Tuesday, 10 July 2018

Turning things around!

In the spirit of the #MeToo times the organisers at Pamplona have taken steps to prevent female harassment during the bull running. I suppose it’s almost inevitable that such a very macho event would attract some male chauvinist pigs but it seems that in the last few years the male chauvinist pigs have been more daring than usual. Or else the women have felt less willing to put up with it and more willing to complain.

One of the organisers said, “We’ve got a series of measures and barriers that mean people won’t be able to get through. We’ve also come up with a very simple app. If someone’s suffered an assault, they press a button on their phone, their location comes up on the screen at police headquarters, and a patrol is dispatched.” A second button on the app allows anyone to report an assault, whether as victim or witness, while a third lets the user choose someone from their address book to track their journey home on a map to ensure they arrive safely.”

Such are the wonders of modern technology. As the spokesman said, “Women should be able to have fun, to laugh, to drink, to dance and to walk wherever we want – whether alone or with others – so that we can exercise our right to enjoy the festival however we want and without fear of being attacked because of it.”

I would not choose to get my fun by watching a load of bulls run down a street, much less by running with them, but that’s just my personal point of view. Each to their own!

Yesterday we spent the morning running around deciding what to take with us on a quick trip back to the UK. Hopefully the summer which has finally got going will still be around when we come back in about ten days time. I overheard someone at the pool commenting that summer had kept us waiting this year - “Nos hizo esperar”. It must have gone off on its holidays to the UK, where it is forecast to continue for a while yet. We have brought our waterproof in our suitcases as an insurance policy however. Failing to take them is a sure way to make it rain.

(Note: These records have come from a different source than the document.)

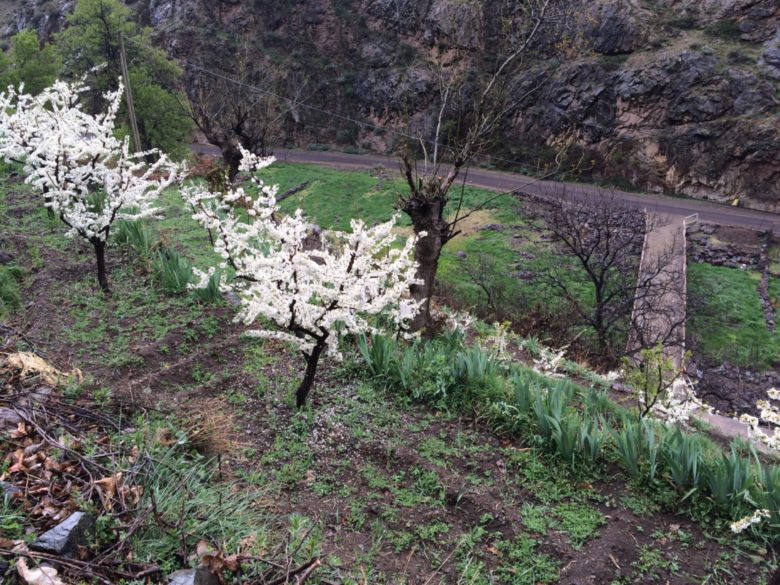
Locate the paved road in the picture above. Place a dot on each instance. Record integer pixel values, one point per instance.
(708, 211)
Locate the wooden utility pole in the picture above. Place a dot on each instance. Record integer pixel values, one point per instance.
(129, 94)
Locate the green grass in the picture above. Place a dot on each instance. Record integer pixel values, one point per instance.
(333, 197)
(727, 322)
(10, 297)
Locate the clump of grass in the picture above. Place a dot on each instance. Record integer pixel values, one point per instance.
(172, 271)
(210, 293)
(10, 297)
(209, 429)
(726, 319)
(142, 238)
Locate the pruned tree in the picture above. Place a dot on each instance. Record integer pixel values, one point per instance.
(243, 107)
(88, 177)
(476, 109)
(29, 63)
(314, 287)
(90, 46)
(603, 239)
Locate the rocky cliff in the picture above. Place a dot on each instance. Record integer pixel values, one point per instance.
(670, 95)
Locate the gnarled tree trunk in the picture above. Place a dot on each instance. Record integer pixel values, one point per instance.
(312, 361)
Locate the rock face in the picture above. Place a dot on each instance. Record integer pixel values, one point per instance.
(679, 96)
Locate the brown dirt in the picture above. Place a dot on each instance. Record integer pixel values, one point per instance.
(484, 474)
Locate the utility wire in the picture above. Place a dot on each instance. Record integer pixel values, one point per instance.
(308, 106)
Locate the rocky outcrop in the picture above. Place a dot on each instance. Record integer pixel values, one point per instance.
(679, 96)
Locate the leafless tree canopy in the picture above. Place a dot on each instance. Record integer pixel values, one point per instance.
(470, 112)
(248, 105)
(626, 308)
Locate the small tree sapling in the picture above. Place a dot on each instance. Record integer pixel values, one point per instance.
(314, 287)
(88, 176)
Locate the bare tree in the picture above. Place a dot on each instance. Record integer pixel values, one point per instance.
(627, 308)
(244, 107)
(477, 110)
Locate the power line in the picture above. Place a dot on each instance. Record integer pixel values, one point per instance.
(329, 113)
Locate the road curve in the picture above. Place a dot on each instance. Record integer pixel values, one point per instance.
(708, 211)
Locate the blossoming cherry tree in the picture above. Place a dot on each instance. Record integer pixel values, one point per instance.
(88, 176)
(314, 287)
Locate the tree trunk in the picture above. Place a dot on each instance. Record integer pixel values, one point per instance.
(427, 253)
(100, 255)
(231, 154)
(308, 379)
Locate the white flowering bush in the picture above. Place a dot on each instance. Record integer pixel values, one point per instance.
(88, 177)
(314, 287)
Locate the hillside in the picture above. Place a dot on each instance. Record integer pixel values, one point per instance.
(451, 478)
(670, 95)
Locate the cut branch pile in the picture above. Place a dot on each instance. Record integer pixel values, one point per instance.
(58, 457)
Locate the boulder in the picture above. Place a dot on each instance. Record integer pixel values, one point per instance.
(65, 538)
(199, 576)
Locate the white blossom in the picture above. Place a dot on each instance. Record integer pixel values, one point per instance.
(88, 176)
(314, 286)
(679, 404)
(746, 522)
(549, 361)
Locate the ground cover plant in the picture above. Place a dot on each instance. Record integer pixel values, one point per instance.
(492, 267)
(728, 323)
(465, 473)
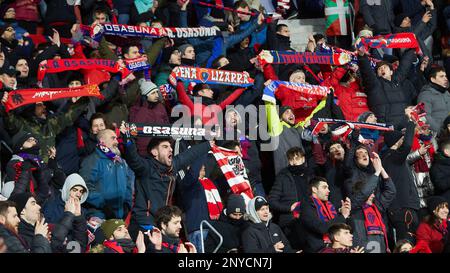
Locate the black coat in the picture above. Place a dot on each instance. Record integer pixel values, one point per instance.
(36, 243)
(395, 164)
(314, 228)
(13, 243)
(440, 176)
(231, 232)
(288, 189)
(388, 99)
(156, 181)
(259, 238)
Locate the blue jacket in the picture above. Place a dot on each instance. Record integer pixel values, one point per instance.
(110, 185)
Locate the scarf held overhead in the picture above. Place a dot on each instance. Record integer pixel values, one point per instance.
(55, 66)
(397, 40)
(232, 166)
(211, 76)
(18, 98)
(289, 57)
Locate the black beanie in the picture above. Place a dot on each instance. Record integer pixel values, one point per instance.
(399, 19)
(390, 138)
(260, 202)
(19, 139)
(21, 200)
(434, 201)
(235, 204)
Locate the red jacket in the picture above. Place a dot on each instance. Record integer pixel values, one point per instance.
(301, 106)
(431, 236)
(27, 10)
(207, 118)
(352, 98)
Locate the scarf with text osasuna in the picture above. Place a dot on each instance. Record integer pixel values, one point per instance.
(18, 98)
(96, 32)
(373, 221)
(55, 66)
(290, 57)
(303, 89)
(326, 212)
(210, 76)
(232, 166)
(397, 40)
(213, 199)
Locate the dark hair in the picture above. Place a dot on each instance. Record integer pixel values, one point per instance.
(165, 214)
(155, 141)
(434, 71)
(215, 64)
(315, 181)
(280, 26)
(336, 228)
(399, 245)
(5, 205)
(294, 151)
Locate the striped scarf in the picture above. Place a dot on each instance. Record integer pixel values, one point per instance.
(215, 206)
(232, 166)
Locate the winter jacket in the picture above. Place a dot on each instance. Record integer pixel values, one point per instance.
(46, 130)
(156, 181)
(260, 237)
(384, 195)
(313, 227)
(437, 104)
(396, 165)
(388, 99)
(431, 236)
(110, 185)
(27, 10)
(230, 230)
(147, 113)
(289, 188)
(36, 243)
(378, 15)
(440, 175)
(352, 98)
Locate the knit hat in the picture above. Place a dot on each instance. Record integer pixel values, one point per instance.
(390, 138)
(434, 201)
(147, 87)
(109, 226)
(364, 116)
(21, 200)
(182, 48)
(235, 204)
(259, 202)
(284, 109)
(399, 19)
(19, 139)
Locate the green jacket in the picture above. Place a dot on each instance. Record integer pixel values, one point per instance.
(46, 131)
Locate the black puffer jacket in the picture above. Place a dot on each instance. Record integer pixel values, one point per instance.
(388, 99)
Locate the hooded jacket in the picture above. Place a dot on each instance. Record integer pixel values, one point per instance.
(260, 237)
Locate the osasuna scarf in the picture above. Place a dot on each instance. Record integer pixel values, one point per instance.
(354, 124)
(18, 98)
(96, 32)
(164, 130)
(290, 57)
(302, 88)
(109, 154)
(326, 212)
(373, 221)
(232, 166)
(215, 206)
(210, 76)
(55, 66)
(397, 40)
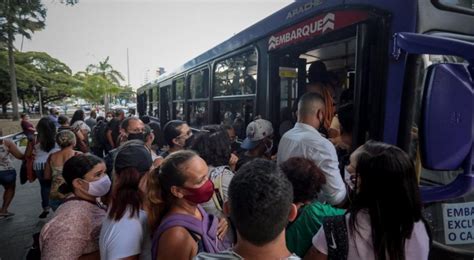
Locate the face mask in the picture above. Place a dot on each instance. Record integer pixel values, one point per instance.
(348, 179)
(269, 148)
(137, 136)
(99, 187)
(201, 194)
(188, 142)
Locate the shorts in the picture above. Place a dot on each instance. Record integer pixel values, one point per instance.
(7, 177)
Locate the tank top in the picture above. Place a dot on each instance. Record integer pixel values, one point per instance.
(5, 158)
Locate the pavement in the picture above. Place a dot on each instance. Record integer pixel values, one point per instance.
(16, 232)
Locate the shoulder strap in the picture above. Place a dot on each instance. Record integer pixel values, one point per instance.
(336, 237)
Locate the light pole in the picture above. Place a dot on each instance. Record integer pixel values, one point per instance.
(39, 99)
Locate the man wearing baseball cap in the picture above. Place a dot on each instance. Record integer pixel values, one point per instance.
(258, 142)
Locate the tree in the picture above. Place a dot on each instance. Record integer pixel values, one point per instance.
(36, 69)
(106, 71)
(24, 18)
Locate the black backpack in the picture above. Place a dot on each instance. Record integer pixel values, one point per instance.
(99, 138)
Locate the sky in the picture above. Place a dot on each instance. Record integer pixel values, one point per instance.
(157, 33)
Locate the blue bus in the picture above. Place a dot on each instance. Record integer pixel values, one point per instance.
(410, 64)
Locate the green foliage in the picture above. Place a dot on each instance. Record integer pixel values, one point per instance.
(39, 70)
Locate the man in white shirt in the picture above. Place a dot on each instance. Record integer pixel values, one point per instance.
(304, 140)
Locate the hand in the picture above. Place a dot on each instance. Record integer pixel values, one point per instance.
(233, 161)
(222, 228)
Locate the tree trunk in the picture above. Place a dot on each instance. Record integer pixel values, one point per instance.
(11, 63)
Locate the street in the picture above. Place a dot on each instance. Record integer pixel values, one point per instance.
(16, 231)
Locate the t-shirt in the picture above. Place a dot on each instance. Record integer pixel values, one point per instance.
(126, 237)
(299, 234)
(114, 126)
(360, 247)
(231, 255)
(72, 232)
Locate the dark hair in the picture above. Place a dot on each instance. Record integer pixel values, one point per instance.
(76, 167)
(62, 119)
(317, 72)
(305, 177)
(306, 104)
(171, 131)
(260, 199)
(77, 116)
(389, 192)
(345, 114)
(126, 122)
(214, 148)
(46, 134)
(160, 182)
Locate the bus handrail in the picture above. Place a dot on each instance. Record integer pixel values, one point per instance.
(428, 44)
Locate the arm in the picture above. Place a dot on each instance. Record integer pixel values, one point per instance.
(13, 149)
(47, 169)
(176, 243)
(334, 190)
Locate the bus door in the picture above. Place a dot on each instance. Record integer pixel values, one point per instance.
(440, 134)
(349, 54)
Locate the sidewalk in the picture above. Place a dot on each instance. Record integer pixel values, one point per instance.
(16, 232)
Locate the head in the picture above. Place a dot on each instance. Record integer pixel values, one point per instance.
(345, 114)
(132, 162)
(77, 116)
(93, 114)
(46, 133)
(133, 128)
(66, 139)
(120, 114)
(393, 207)
(214, 148)
(85, 176)
(259, 136)
(109, 116)
(305, 177)
(177, 133)
(53, 111)
(260, 202)
(63, 120)
(311, 110)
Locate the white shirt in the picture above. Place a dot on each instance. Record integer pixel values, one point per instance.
(305, 141)
(417, 247)
(126, 237)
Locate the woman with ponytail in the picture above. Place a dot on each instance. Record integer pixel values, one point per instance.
(73, 233)
(124, 233)
(175, 192)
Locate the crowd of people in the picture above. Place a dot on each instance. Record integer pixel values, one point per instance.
(122, 188)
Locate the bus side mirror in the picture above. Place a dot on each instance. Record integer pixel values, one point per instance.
(447, 127)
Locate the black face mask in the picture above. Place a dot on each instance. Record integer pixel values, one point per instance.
(137, 136)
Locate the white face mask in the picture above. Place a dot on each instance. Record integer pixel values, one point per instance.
(99, 187)
(348, 180)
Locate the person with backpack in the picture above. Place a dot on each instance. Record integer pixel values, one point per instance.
(99, 139)
(383, 221)
(175, 193)
(215, 149)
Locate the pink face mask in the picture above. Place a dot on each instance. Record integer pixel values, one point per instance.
(201, 194)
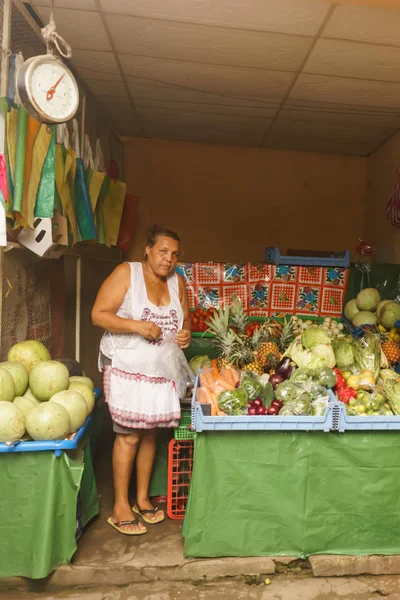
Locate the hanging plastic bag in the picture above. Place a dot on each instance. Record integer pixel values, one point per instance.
(129, 222)
(112, 211)
(83, 210)
(65, 177)
(45, 198)
(94, 178)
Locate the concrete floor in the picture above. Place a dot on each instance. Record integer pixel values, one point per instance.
(110, 566)
(281, 588)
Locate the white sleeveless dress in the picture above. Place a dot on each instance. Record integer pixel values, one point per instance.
(137, 396)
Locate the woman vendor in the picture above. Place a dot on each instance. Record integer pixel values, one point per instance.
(138, 305)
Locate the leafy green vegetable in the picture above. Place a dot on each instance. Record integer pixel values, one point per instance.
(233, 402)
(367, 353)
(391, 389)
(198, 362)
(268, 394)
(326, 377)
(302, 405)
(314, 336)
(343, 353)
(286, 392)
(299, 376)
(252, 386)
(319, 406)
(326, 353)
(322, 355)
(386, 374)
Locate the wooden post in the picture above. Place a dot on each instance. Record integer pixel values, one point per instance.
(78, 309)
(5, 62)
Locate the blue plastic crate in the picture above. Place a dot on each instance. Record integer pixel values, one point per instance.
(367, 423)
(274, 257)
(200, 422)
(57, 446)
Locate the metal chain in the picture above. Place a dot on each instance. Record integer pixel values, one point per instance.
(52, 38)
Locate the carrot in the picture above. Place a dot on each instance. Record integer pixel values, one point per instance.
(225, 373)
(208, 396)
(202, 396)
(203, 380)
(214, 404)
(234, 374)
(224, 384)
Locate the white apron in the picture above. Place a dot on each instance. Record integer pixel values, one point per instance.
(139, 396)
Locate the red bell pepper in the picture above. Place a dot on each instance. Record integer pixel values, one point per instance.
(340, 380)
(345, 393)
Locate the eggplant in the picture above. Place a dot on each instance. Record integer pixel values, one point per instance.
(285, 368)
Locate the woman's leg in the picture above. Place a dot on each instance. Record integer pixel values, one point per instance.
(124, 452)
(144, 466)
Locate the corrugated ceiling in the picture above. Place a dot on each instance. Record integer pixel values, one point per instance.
(307, 75)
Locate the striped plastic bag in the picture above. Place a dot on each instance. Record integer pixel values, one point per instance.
(393, 204)
(83, 209)
(94, 178)
(65, 178)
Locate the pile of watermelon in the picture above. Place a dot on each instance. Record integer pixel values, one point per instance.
(41, 397)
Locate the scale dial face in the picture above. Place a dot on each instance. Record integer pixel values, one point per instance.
(48, 89)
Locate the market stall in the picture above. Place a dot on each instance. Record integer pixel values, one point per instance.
(269, 446)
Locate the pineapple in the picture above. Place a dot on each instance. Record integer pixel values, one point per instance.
(226, 340)
(239, 321)
(391, 351)
(286, 334)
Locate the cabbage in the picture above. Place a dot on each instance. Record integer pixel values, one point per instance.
(286, 392)
(367, 353)
(314, 337)
(300, 376)
(386, 374)
(343, 353)
(253, 388)
(319, 406)
(233, 402)
(391, 389)
(326, 353)
(198, 362)
(326, 377)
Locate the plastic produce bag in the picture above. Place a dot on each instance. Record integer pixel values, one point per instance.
(173, 365)
(367, 353)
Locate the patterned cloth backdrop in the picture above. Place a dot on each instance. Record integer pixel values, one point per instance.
(266, 290)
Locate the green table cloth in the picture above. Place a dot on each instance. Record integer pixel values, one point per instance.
(294, 494)
(38, 507)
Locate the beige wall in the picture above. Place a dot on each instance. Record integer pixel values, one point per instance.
(229, 203)
(382, 180)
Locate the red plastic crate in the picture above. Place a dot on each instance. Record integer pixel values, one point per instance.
(180, 466)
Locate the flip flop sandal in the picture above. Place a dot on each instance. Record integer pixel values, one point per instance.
(119, 524)
(143, 513)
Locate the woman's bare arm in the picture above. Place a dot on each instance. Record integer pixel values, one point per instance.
(108, 301)
(183, 337)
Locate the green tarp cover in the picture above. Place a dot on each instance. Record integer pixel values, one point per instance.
(38, 502)
(294, 494)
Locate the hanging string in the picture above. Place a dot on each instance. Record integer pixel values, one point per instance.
(52, 38)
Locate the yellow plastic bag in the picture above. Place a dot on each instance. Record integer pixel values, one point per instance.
(112, 211)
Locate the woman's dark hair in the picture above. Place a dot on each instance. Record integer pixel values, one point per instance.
(155, 231)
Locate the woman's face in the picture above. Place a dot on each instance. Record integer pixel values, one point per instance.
(163, 256)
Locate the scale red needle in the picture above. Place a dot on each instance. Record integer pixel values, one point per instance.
(52, 90)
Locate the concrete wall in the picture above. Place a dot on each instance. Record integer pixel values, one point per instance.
(382, 180)
(229, 203)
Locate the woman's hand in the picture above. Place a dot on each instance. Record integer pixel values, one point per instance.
(147, 329)
(183, 338)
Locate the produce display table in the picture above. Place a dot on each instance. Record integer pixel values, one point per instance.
(38, 508)
(294, 494)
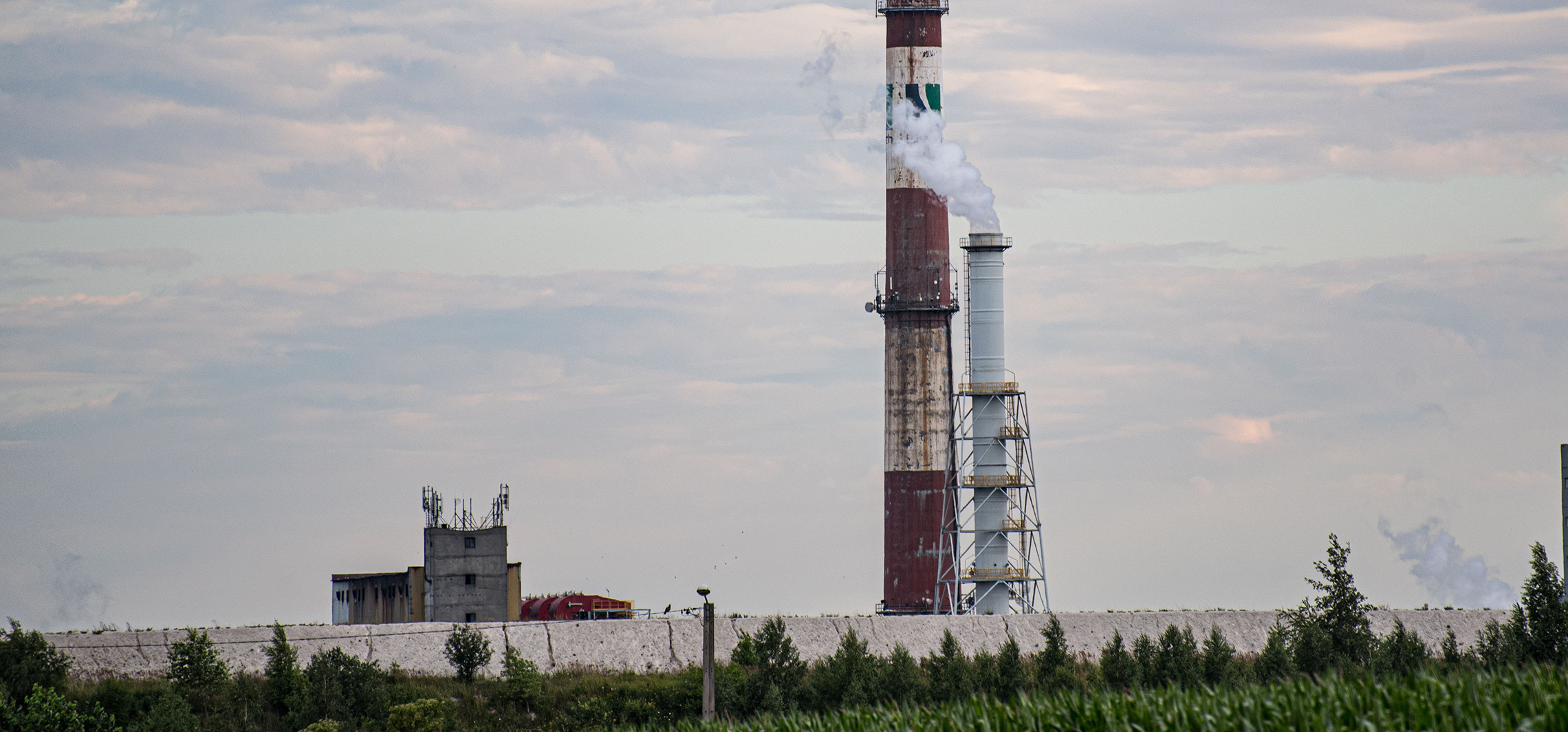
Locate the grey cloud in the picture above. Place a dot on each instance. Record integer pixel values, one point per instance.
(284, 107)
(149, 261)
(286, 420)
(1445, 570)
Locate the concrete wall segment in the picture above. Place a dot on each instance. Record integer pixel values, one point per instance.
(670, 645)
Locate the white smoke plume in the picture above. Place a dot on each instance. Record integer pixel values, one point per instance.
(1441, 566)
(917, 143)
(819, 74)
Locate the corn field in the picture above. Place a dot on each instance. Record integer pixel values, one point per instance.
(1476, 701)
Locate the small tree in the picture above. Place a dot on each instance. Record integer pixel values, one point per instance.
(1217, 659)
(1452, 657)
(1340, 610)
(1054, 663)
(1499, 646)
(468, 651)
(1401, 651)
(197, 671)
(775, 668)
(902, 680)
(1542, 607)
(1274, 662)
(1010, 674)
(1144, 652)
(29, 660)
(1177, 660)
(1117, 665)
(949, 671)
(344, 689)
(283, 670)
(849, 676)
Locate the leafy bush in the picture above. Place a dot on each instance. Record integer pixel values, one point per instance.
(426, 715)
(342, 689)
(1117, 665)
(47, 711)
(1401, 652)
(949, 671)
(29, 660)
(468, 651)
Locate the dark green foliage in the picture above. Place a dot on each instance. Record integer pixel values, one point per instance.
(1117, 665)
(344, 689)
(47, 711)
(1340, 612)
(1010, 676)
(902, 679)
(1401, 651)
(1501, 645)
(468, 651)
(197, 670)
(1474, 701)
(521, 684)
(1144, 652)
(284, 679)
(424, 715)
(1545, 616)
(1219, 656)
(949, 671)
(1275, 662)
(1177, 659)
(1452, 657)
(1311, 649)
(171, 713)
(774, 670)
(29, 660)
(1054, 663)
(849, 676)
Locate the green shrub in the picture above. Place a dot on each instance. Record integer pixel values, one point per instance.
(342, 689)
(902, 679)
(1401, 652)
(468, 651)
(426, 715)
(950, 678)
(29, 660)
(1117, 667)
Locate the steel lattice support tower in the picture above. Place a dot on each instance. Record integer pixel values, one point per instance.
(915, 299)
(994, 559)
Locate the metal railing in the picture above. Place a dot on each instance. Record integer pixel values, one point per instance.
(883, 7)
(987, 387)
(996, 574)
(994, 480)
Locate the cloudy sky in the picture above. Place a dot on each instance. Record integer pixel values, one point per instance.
(267, 268)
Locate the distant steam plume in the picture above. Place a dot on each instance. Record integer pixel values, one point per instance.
(819, 74)
(1443, 568)
(917, 143)
(76, 596)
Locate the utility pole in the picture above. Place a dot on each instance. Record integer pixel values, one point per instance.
(708, 657)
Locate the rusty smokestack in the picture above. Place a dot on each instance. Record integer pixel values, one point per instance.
(916, 305)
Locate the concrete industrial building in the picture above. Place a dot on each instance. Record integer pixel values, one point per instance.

The weather was odd yesterday, in a very Vigo manner. Up on the heights of Calle AragĂłn the sun was shining and the heat was building up throughout the morning. Looking down from our flat though the estuary was shrouded in the mist that rolled in from the sea overnight. It’s more like very low cloud that mist. At midday it has still not shifted. You could hear the boats hooting mournfully. Down at port level they must not have been able to see anything much at all.

Bits of localised strangeness! Maybe!

We walked to the bus station and caught the bus to Porto airport. All the way we saw accumulations of low cloud in the valleys.

By the time we reached the airport the mist was fairly solid.

By the time we got on our plane, at about 7.30 pm there were mutterings about fog. People were getting extra layers of clothing out of their suitcases. And we sat on the plane, and sat and sat. They went through the safety procedure stuff - seat belt, life jacket, emergency oxygen - and still we sat.

Eventually the pilot told us that because of the deteriorating weather conditions the flight controllers were only allowing one plane to taxi down the runway at a time. So finally we set off about twenty minutes late.

We arrived in Porto in early June to damp and gloomy conditions and we left it in a similar state. 

Today, after a cool and cloudy start, the summer continues in Saddleworth - blue sky and sunshine! We blame the jet stream!